= Cambodian Canadians in the Greater Toronto Area =

Toronto's Cambodian population consists of 6,430 ethnic Cambodian people. In 1999, 98% of Cambodians in Toronto identified themselves as Khmer people.

Cambodians first arrived in Canada as a result of the 1970s Cambodian genocide, a four-year period in which nearly 2 million Cambodians were murdered. Their community would originate in Jane and Finch, and as they diversified in profession and status, many relocated into other cities such as Vaughan, Newmarket, and Hamilton.

==Geography==
In 1999 McLellan wrote that "In Toronto most live in one area which is characterized by low income and subsidized housing." As of 2010 the main areas of Cambodian settlement are the following intersections: Broadview Avenue and Gerrard Street, Finch Avenue and Jane Street, Jane street and Woolner Avenue; in addition many Cambodians live along Driftwood Avenue, Finch Avenue, Gosford Boulevard, London Green, and Regent Park.
==Institutions==
In 1981 the Cambodian Association opened with the help of grants given from the federal and provincial governments. The association did not cooperate with other Cambodian community groups, nor did it cooperate with the Khmer Buddhist groups. The Cambodian Association assisted newly arrived Cambodians to help them settle in Canada.

==Religion==
As of 2010 the majority of the Cambodians in Toronto are Buddhist. Cambodians of Christian and Muslim faiths are minorities in their community.

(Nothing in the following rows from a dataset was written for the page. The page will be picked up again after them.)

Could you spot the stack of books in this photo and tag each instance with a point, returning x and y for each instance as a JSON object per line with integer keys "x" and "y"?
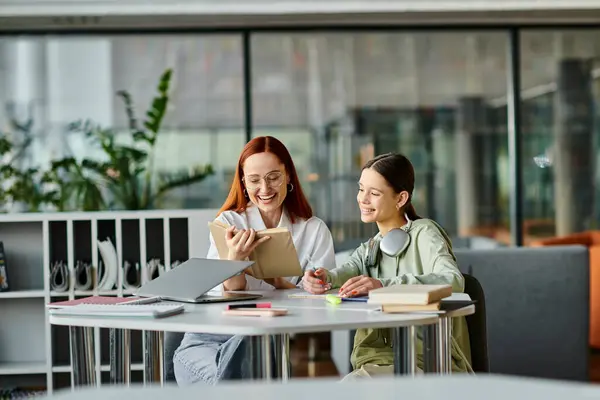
{"x": 410, "y": 298}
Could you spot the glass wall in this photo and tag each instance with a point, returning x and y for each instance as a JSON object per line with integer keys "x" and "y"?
{"x": 335, "y": 99}
{"x": 338, "y": 99}
{"x": 56, "y": 81}
{"x": 559, "y": 100}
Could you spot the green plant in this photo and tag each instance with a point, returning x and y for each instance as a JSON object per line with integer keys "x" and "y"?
{"x": 126, "y": 173}
{"x": 25, "y": 186}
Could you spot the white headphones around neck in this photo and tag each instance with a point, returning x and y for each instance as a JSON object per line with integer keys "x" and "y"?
{"x": 392, "y": 244}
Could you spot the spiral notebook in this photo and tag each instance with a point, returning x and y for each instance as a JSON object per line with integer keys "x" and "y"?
{"x": 154, "y": 310}
{"x": 103, "y": 300}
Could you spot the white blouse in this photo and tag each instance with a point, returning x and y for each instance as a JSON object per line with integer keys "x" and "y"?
{"x": 312, "y": 238}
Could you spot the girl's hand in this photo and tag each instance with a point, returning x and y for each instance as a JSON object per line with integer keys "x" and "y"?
{"x": 242, "y": 243}
{"x": 359, "y": 286}
{"x": 315, "y": 281}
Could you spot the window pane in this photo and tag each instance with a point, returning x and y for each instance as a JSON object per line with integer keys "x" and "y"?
{"x": 560, "y": 145}
{"x": 59, "y": 80}
{"x": 336, "y": 100}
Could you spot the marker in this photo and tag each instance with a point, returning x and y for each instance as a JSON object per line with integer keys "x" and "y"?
{"x": 254, "y": 305}
{"x": 333, "y": 299}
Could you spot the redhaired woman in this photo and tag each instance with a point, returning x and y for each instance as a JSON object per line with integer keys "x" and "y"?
{"x": 265, "y": 193}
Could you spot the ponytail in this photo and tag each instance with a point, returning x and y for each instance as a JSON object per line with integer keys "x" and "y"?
{"x": 411, "y": 212}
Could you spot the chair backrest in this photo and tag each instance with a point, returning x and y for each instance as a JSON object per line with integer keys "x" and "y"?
{"x": 172, "y": 342}
{"x": 477, "y": 326}
{"x": 537, "y": 309}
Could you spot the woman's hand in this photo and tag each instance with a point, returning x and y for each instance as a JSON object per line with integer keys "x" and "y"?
{"x": 242, "y": 243}
{"x": 280, "y": 283}
{"x": 315, "y": 281}
{"x": 359, "y": 286}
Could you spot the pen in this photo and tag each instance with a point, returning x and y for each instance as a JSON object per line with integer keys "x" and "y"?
{"x": 254, "y": 305}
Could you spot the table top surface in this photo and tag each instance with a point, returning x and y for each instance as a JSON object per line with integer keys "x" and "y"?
{"x": 429, "y": 387}
{"x": 304, "y": 315}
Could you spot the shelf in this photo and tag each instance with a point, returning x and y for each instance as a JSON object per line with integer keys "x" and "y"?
{"x": 22, "y": 294}
{"x": 67, "y": 368}
{"x": 22, "y": 368}
{"x": 34, "y": 353}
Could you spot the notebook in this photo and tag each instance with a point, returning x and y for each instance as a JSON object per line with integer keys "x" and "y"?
{"x": 409, "y": 294}
{"x": 155, "y": 310}
{"x": 103, "y": 300}
{"x": 275, "y": 258}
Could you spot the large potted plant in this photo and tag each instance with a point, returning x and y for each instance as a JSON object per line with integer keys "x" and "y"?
{"x": 125, "y": 177}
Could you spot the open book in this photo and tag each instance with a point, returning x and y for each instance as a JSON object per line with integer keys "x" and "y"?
{"x": 275, "y": 258}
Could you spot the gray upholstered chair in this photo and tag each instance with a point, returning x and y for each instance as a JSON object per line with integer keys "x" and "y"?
{"x": 172, "y": 341}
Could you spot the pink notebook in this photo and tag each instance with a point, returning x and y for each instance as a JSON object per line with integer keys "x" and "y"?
{"x": 107, "y": 300}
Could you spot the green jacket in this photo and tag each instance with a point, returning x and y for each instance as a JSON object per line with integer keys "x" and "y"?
{"x": 427, "y": 260}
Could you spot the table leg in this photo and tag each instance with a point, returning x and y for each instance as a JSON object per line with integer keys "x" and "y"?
{"x": 445, "y": 331}
{"x": 154, "y": 357}
{"x": 405, "y": 360}
{"x": 82, "y": 356}
{"x": 260, "y": 354}
{"x": 282, "y": 356}
{"x": 120, "y": 356}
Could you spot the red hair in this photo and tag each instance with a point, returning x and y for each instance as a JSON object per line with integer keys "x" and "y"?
{"x": 295, "y": 202}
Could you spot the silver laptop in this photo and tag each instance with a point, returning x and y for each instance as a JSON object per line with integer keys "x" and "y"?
{"x": 191, "y": 282}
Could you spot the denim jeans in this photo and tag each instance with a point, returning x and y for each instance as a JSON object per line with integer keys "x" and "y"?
{"x": 209, "y": 359}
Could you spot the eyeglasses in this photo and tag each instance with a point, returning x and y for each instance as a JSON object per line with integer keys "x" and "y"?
{"x": 273, "y": 180}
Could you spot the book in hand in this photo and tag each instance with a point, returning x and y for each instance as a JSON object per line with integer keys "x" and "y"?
{"x": 275, "y": 258}
{"x": 410, "y": 294}
{"x": 154, "y": 310}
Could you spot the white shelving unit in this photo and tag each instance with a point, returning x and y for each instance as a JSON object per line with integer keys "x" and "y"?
{"x": 34, "y": 354}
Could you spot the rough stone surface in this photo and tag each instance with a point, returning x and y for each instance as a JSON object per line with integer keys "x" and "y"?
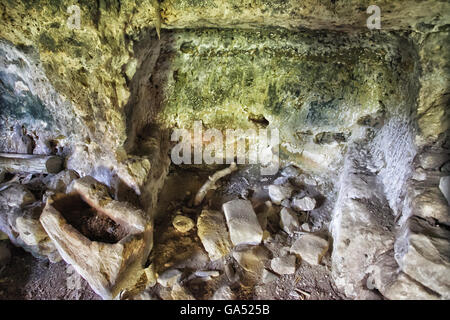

As of 1999, McLellan wrote that historically older men have performed "much of the Buddhist involvement in Toronto" and that for Cambodian women in Toronto "new concepts of self-expression, service to their community, or leadership opportunities in Buddhist contexts have not been developed." As of 1999 Cambodian Buddhist monks do not engage in conversation with women, or stay alone with them, or touch women in a casual manner due to prohibitions from their interpretation of the religion.

As of 1999 Cambodian Buddhism cultural activities are held in school auditoriums and halls. This is because the primary Cambodian temple is in a neighborhood that does not want activities from the Cambodian community to occur there; in previous occasions this was the case because the former temple was not large enough to hold such activities.

Some Cambodians are Christian. Denominations include Seventh-day Adventist, Catholicism, and Protestantism.